Upon a close above this daily short countertrend’s impulse base, the market is back in sync with the weekly, and the next target is the weekly/daily breakdown aligned with the weekly/daily target Fibonacci 138.2 zone.
Key Fundamentals
The soybean market is currently navigating global production shifts, trade tensions, and policy uncertainties. As of February 2025, soybeans are trading at $1,025.85 per bushel, with analysts predicting price stabilization in the coming months (Trading Economics).
Key Factors
Global Production Trends:
Brazil, the world’s top soybean producer, is slowing planting expansion due to shrinking profit margins and low global prices. Despite this, global soybean stocks are projected to hit record highs, largely driven by Brazil’s production (Reuters).
Trade Dynamics:
Chinese buyers are increasingly favoring Brazilian soybeans over U.S. soybeans, mainly due to concerns over U.S. import tariffs and cheaper Brazilian prices. In Q1 2024, Brazil accounted for 54% of China’s soybean imports, while the U.S. share dropped to 38% (Reuters).
Policy Developments:
The U.S. soybean sector faces uncertainty as President Donald Trump’s administration considers new trade policies. Potential tariffs on imports—particularly from China—could reshape global trade flows, worrying U.S. farmers about their market share (Reuters).
Market Outlook:
Despite strong recent U.S. soybean sales, total exports remain at a five-year low. Additionally, China’s purchases of U.S. soybeans are at their lowest level in 19 years outside of the 2018 trade war.
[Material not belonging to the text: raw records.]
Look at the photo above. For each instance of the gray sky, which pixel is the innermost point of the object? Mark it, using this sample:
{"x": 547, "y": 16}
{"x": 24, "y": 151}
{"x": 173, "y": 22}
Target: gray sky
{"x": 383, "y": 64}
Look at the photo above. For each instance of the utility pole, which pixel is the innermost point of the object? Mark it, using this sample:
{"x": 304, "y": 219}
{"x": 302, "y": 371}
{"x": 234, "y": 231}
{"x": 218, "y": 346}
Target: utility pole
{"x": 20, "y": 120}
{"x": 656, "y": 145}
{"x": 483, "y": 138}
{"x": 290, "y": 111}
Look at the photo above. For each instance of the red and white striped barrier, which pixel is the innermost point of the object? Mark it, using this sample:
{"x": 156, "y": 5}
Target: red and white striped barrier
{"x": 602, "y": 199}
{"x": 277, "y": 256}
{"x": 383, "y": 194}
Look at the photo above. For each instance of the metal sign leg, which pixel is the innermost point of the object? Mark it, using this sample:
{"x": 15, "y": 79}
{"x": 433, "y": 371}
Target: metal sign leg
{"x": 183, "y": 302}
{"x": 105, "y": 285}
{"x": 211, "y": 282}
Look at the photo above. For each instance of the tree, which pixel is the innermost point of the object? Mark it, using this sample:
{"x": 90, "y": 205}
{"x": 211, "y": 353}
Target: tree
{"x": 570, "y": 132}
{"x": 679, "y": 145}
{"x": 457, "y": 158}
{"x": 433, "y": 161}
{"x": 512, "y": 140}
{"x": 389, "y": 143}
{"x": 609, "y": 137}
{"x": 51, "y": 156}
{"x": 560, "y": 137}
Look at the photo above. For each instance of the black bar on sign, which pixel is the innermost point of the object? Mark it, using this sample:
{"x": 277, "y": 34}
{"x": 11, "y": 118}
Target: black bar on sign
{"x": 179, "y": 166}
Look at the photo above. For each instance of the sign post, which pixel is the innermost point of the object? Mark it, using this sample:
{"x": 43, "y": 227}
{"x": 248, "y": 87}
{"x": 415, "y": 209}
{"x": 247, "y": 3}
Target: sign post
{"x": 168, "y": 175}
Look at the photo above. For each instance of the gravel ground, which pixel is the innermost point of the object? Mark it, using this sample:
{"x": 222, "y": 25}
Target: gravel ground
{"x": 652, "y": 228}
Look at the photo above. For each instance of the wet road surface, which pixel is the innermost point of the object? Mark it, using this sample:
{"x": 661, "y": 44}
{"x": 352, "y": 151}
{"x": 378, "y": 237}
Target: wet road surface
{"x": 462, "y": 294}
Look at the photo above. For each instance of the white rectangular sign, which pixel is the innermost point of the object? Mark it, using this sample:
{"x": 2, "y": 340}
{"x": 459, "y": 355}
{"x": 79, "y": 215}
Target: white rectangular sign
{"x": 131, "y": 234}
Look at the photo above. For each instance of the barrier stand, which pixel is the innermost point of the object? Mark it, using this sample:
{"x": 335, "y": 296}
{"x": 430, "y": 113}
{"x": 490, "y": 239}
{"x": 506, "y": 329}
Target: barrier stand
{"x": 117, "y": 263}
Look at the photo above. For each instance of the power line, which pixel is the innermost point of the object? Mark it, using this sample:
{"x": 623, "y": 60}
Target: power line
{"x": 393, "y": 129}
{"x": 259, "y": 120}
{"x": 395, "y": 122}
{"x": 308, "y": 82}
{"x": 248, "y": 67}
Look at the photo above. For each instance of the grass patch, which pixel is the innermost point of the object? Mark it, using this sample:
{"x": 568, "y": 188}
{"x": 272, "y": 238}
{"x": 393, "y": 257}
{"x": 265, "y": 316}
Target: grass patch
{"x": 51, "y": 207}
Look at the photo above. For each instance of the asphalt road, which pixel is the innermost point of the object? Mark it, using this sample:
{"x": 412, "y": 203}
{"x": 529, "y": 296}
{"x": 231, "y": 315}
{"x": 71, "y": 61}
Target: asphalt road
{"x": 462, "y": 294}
Logistics challenges, including low water levels on the Mississippi River, have further disrupted exports (Reuters).
Actionable Insights
Bullish Case:
U.S. Domestic Processing Growth: If tariffs on vegetable oil imports are imposed, the U.S. crushing industry could benefit, strengthening domestic soybean demand (Reuters).
Increased Biofuel Demand: Growing biofuel sector reliance on soybean oil could support prices, offering alternative revenue streams for farmers.
Bearish Case:
China’s Shift Away from U.S. Soybeans: China’s long-term diversification strategy toward Brazilian soybeans could permanently reduce U.S. market share, leading to lower prices (Reuters).
Global Supply Surplus: Oversupply concerns due to record-high global soybean stocks—driven by Brazil’s high output—may further weigh on prices (Reuters).